Johnson’s volunteerism is, in part, about bringing history to life, with an eye on the past and another on the future.

“There are a lot of small towns dying. But for some reason or another, that’s not the case with Hope,” said David Webster, another Hope resident and colleague of Johnson. “I think she helps Hope continue to turn the pages.”

Rural roots

Barb Johnson was born Barbara Thayer, although she has always been known as Barb.

She was raised on a farm just outside of Hope, the child of Tom, a teacher, and Mary Thayer. She grew up with two sisters, Linda and Susan, and attended Clifford School.

“We were the usual farm family in that I had to do some work on the farm,” she said. “We had to learn how to can and feed chickens and herd sheep.”

Along with farming, Tom Thayer was a teacher, as were Johnson’s grandparents and other extended family members.

Johnson recalls being asked to help other students when she was in elementary school.

“The teacher would say, ‘Will you work with so-and-so to help them get caught up?'” Johnson said.

At age 6, Johnson was helping her peers.

“(Teaching) just seemed to fit,” she said.

After her mother opened the Hope Department Store, a shop stocked with clothing and shoes and sheets and towels along with other sundries, the family moved into Hope and Barb Thayer graduated from Hauser High School in 1966.

A calling to teach

After earning a degree in elementary education from Ball State, she taught for a year at a Las Vegas elementary school.

She returned to Indiana, working as a substitute teacher in Lafayette, and the following year was back home in Hope, where school administrator Glen Keller offered her a job. In 1972, she began teaching second grade at Hope Elementary and after a few years switched to third grade.
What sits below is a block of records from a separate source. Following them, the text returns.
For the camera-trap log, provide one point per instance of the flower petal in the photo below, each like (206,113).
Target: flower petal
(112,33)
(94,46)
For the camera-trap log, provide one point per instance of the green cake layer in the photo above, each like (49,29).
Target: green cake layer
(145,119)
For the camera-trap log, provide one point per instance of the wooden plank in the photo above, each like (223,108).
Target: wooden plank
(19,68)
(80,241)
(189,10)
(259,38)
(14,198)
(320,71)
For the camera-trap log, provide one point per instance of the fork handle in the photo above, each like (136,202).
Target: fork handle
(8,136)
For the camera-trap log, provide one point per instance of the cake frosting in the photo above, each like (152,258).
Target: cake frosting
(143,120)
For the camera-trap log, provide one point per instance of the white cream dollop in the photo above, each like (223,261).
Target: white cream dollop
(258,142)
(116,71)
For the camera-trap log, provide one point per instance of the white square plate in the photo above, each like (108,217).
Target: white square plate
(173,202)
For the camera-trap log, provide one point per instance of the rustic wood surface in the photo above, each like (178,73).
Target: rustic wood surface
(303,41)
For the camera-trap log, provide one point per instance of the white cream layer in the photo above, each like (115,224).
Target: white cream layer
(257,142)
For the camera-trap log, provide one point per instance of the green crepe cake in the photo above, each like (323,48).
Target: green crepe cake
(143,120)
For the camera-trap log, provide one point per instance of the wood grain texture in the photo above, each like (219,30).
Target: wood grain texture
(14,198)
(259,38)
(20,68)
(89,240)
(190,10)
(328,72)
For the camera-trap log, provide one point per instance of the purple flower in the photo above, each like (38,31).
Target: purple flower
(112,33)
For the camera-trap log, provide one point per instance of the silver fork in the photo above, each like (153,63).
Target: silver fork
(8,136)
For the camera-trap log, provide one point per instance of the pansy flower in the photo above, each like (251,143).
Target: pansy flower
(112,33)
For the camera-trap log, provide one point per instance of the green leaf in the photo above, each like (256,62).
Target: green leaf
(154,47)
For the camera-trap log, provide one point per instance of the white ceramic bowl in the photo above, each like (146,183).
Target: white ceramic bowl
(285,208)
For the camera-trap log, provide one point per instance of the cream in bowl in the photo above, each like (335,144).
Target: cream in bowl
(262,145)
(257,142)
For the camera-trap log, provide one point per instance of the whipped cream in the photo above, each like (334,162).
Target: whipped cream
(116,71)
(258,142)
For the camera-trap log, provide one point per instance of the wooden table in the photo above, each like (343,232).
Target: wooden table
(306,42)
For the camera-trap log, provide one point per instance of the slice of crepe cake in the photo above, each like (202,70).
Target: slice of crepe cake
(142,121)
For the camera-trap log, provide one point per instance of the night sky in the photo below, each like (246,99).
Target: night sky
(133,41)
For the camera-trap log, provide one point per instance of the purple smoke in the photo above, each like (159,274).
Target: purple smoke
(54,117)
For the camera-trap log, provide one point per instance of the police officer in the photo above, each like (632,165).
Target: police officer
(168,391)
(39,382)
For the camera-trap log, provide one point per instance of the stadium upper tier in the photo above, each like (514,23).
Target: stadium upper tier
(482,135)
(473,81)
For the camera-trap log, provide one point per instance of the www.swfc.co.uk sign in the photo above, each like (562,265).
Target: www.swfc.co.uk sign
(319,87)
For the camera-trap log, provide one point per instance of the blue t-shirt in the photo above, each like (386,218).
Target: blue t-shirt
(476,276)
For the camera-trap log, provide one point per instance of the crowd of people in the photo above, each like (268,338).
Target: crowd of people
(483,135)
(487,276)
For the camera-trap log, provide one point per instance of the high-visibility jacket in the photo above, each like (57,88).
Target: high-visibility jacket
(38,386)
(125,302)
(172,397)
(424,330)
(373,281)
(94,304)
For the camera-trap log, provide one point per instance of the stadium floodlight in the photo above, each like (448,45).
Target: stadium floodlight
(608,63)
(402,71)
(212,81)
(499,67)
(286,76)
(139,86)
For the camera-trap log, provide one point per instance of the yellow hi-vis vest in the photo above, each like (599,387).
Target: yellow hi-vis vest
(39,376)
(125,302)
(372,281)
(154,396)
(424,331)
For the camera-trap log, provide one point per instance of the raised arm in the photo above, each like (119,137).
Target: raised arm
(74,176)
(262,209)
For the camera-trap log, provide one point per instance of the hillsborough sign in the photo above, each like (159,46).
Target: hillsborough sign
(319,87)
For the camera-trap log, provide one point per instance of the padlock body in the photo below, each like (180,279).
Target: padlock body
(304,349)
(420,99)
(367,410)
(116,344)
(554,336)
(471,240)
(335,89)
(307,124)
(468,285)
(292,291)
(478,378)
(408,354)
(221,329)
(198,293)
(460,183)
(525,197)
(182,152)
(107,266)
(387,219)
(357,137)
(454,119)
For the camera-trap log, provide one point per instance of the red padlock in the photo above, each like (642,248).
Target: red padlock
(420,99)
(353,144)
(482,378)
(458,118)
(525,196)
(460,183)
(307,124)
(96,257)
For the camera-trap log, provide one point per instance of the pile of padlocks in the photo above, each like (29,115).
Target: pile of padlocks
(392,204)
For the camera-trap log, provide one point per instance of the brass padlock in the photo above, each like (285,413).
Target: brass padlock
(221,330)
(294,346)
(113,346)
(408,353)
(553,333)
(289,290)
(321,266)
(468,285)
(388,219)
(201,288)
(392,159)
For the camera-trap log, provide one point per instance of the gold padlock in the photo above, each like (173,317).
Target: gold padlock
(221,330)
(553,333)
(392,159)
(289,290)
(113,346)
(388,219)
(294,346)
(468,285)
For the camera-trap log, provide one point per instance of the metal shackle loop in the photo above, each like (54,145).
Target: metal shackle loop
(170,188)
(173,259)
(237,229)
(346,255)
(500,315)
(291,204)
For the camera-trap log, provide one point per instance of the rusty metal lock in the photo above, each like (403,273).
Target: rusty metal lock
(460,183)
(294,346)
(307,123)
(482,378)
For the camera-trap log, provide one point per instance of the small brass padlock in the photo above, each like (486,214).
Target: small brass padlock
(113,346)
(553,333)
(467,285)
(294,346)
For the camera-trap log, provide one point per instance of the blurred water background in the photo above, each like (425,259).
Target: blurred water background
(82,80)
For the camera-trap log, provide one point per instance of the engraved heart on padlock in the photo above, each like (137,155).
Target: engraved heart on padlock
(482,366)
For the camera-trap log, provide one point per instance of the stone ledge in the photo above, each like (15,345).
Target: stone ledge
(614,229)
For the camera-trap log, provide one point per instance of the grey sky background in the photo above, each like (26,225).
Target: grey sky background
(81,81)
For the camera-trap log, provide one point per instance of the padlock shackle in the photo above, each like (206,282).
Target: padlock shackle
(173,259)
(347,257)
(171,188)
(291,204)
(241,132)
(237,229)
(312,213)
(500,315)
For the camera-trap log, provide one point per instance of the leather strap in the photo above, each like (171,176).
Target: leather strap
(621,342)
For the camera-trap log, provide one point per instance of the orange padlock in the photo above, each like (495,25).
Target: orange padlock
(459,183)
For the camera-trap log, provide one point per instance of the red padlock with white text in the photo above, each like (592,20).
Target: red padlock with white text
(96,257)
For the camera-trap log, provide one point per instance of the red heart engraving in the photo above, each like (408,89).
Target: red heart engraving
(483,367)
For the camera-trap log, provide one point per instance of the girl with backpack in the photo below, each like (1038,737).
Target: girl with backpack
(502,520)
Hope native Amanda Colb, now of Indianapolis, said she looks back on her time in Johnson’s classroom fondly. These memories, along with her grandmother’s prompting, led Colb to become one of several people who would nominate Johnson for the honor.

“I remember her compassion and her sincere commitment to her students,” Colby said. “I never saw her get angry. She was nothing but nice, compassionate, sincere and genuine and all of the things a teacher should be.”

Johnson was raising her daughters, Allison and Amy, as a single mom. It was a daunting undertaking, she said, but more attainable in Hope.

“When you live in a small town, the neighbors watch out for each other,” she said. “You need a babysitter? Your car won’t start? Someone pitches in.”

By 1984, her oldest daughter was involved in the local history club, Little Hoosiers. When the main sponsor, Candy Carr, left, Johnson was nudged in as the sponsor.

In 1986, she landed on the board of directors of Hope’s Yellow Trail Museum, a role in which she would serve until 2015.

The Yellow Trail Museum serves as a collection of “everything Hope,” Johnson said. “We don’t purchase things. They are donated out of houses and out of attics and estates. As you wander through, if you listen carefully to the stories, you learn a lot about what Hope was and what Hope is.”

Also in 1986, she married Ed Johnson, who grew up on a farm southeast of Hope and had two sons, Bill and Gary. With their union, Barb Johnson converted to her husband’s Moravian faith.

Because of her research into Hope’s Moravian roots, she found the transition from the Methodist teachings, in which she was raised, to the Moravian Church to be smooth. Equally smooth was the blending of families.

“She was good at putting the two families together,” Ed Johnson said.

Barb Johnson had also put together a life of teaching and volunteering, of preserving history while shaping young minds.

“I taught at a period when you didn’t have to teach to test,” Johnson said. “You could have lots of interesting, hands-on activities.”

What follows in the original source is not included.